Add support for regex flags in `.re()` and `.re_first()` methods #225

noviluni · 2021-08-07T20:49:19Z

There are some cases where I need to apply a regex to multiple lines and the only workaround I found was compiling the expression and using a regex flag there.

Look at this example where I want to extract the content of the JavaScript function example() (I know the function is not exactly a function, it is just an example):

>>> import re
>>> from parsel import Selector
>>> text = """
...: <script>
...:     function example() {
...:         "name": "Adrian",
...:         "points": 3,
...:     }
...: </script>
...: """
>>> sel = Selector(text=text)

# using regex strings doesn't work
>>> sel.css('script').re_first(r"example\(\) ({.*})")

# I need to compile the function:
>>> regex = re.compile(r"example\(\) ({.*})", flags=re.DOTALL)
>>> sel.css('script').re_first(regex)
'{\n        "name": "Adrian",\n         "points": 3,\n     }'

Doing this requires some extra steps that could be avoided by adding support for regex flags to the re_first() and re() methods. And that's what I did. With this new implementation, you can directly use it like this:

>>> sel.css('script').re_first(r"example\(\) ({.*})", flags=re.DOTALL)
'{\n        "name": "Adrian",\n         "points": 3,\n     }'

This could also help a lot when needing to use case-insensitive regexes:

>>> text = 'Price: 1000.00€'
>>> sel = Selector(text=text)

# The next works
>>> sel.re_first(r'Price: ([\d.]+)€')
'1000.00'

# however, when lowering the text it stops working:
>>> text2 = 'price: 1000.00€'
>>> sel2 = Selector(text=text2)
>>> sel2.re_first(r'Price: ([\d.]+)€')

# with the new implementation you can directly do:
>>> sel2.re_first(r'Price: ([\d.]+)€', flags=re.I)
'1000.00'

Let me know your thoughts :)

codecov · 2021-08-07T20:52:44Z

Codecov Report

Merging #225 (df0f41b) into master (d20db09) will not change coverage.
The diff coverage is 100.00%.

@@            Coverage Diff            @@
##            master      #225   +/-   ##
=========================================
  Coverage   100.00%   100.00%           
=========================================
  Files            5         5           
  Lines          291       292    +1     
  Branches        51        51           
=========================================
+ Hits           291       292    +1

Impacted Files	Coverage Δ
parsel/selector.py	`100.00% <100.00%> (ø)`
parsel/utils.py	`100.00% <100.00%> (ø)`

Continue to review full report at Codecov.

Legend - Click here to learn more
Δ = absolute <relative> (impact), ø = not affected, ? = missing data
Powered by Codecov.

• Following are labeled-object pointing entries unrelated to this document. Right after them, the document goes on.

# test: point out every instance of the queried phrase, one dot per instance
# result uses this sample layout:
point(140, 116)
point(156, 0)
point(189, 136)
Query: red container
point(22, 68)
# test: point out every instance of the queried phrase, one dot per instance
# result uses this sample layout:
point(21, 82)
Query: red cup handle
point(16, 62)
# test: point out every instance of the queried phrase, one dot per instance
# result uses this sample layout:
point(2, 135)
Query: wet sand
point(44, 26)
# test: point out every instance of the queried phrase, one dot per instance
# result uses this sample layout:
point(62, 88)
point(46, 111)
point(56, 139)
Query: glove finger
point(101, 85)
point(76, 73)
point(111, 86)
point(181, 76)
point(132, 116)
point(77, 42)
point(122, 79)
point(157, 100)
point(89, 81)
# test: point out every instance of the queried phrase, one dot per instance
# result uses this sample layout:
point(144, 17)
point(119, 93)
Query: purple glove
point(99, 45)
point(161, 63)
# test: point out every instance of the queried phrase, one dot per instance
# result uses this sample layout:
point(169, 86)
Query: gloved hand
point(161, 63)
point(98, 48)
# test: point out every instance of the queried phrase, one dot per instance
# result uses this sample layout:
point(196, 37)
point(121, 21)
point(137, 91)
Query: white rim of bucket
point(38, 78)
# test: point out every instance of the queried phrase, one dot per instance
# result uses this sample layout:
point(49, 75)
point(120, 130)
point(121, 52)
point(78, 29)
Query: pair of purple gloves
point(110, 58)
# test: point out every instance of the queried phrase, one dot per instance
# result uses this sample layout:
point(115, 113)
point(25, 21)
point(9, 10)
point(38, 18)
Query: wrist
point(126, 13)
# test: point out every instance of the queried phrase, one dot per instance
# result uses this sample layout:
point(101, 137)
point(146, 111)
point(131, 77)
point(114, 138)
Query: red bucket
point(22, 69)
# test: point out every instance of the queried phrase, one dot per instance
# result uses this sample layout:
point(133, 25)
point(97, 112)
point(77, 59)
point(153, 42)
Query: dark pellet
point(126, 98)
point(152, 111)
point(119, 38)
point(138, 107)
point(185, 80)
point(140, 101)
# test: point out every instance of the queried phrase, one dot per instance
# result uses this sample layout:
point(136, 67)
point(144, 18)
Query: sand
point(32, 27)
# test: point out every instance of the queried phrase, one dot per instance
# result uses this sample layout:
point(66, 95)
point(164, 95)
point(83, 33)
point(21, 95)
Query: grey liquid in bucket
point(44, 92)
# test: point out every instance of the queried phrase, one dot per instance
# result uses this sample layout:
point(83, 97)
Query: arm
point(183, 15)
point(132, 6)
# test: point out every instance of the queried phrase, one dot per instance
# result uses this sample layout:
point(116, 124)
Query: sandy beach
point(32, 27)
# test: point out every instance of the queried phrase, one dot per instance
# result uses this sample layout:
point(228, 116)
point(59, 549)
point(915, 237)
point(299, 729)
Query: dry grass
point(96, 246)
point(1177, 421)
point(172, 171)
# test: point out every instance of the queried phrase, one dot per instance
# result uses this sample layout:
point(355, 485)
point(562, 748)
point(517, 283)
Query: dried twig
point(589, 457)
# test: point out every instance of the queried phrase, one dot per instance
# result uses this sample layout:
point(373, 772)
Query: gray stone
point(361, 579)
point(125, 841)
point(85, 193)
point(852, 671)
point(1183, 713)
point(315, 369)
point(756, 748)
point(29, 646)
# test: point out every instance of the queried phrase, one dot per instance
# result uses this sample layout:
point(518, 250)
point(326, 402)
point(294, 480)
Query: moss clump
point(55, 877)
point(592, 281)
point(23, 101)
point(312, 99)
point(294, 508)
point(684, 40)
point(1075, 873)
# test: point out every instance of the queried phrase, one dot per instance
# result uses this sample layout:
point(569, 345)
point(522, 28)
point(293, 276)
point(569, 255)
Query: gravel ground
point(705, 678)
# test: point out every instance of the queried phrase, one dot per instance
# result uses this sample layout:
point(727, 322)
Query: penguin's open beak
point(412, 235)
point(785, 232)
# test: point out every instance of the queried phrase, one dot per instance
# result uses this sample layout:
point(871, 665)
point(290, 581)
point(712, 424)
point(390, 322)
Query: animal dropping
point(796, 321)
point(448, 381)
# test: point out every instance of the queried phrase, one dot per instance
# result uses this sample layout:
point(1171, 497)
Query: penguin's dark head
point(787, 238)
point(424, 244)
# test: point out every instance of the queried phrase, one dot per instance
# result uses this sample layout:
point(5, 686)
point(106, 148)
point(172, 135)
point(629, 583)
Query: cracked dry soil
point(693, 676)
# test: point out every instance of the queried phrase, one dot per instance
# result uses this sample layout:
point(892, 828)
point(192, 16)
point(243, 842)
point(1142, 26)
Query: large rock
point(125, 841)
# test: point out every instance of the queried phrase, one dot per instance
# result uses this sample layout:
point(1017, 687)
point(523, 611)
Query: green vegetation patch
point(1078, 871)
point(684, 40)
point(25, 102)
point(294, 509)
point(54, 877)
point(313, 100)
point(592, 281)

Last update d20db09...df0f41b. Read the comment docs.

noviluni · 2021-08-07T20:53:21Z

@Gallaecio @wRAR, could you take a look? :)

noviluni · 2021-08-07T21:10:31Z

parsel/utils.py

    * if the regex contains a named group called "extract" that will be returned
    * if the regex contains multiple numbered groups, all those will be returned (flattened)
    * if the regex doesn't contain any group the entire regex matching is returned
    """
    if isinstance(regex, str):
-        regex = re.compile(regex, re.UNICODE)
+        flags |= re.UNICODE
+        regex = re.compile(regex, flags)


I keep the re.UNICODE to respect the old behavior, especially because in some docstrings you can find:

Apply the given regex and return the first unicode string which matches

However, this also means that it won't be possible to override this, and the re.UNICODE will be always applied. I don't think this is a big issue and can be changed in the future, for example when deprecating Python 2.7.

I've seen that Python 2.7 has been already deprecated...

The Unicode flag also applies to Python 3, though, is not about the Python 2 strings but about pattern behavior.

On the other hand, I see that we actually compile strings into patterns here. It’s out of the scope of this change, so feel free to ignore, but I wonder if, instead of compiling the expressions, we could pass them (and flags) to the corresponding functions. That may even allow flags to work when passed along a compiled regular expression.

The Unicode flag also applies to Python 3, though, is not about the Python 2 strings but about pattern behavior.

Sorry, I think I wasn't clear enough and mixed things. What I meant was that we could do something like:

regex = re.compile(regex, flags or re.UNICODE)

or doing what I did (always applying re.UNICODE). The first approach allows us to override the re.UNICODE, but if we were applying re.UNICODE always, it could be confusing to don't apply it when using other flags. The reference I made to Python 2.7 was that we could change this in the future but it would be a breaking change, however, it could come along with the Python 2.7 deprecation that would require a new major version. I didn't know it had been already deprecated before; after I saw that, I considered that maybe we need to think better about this decision.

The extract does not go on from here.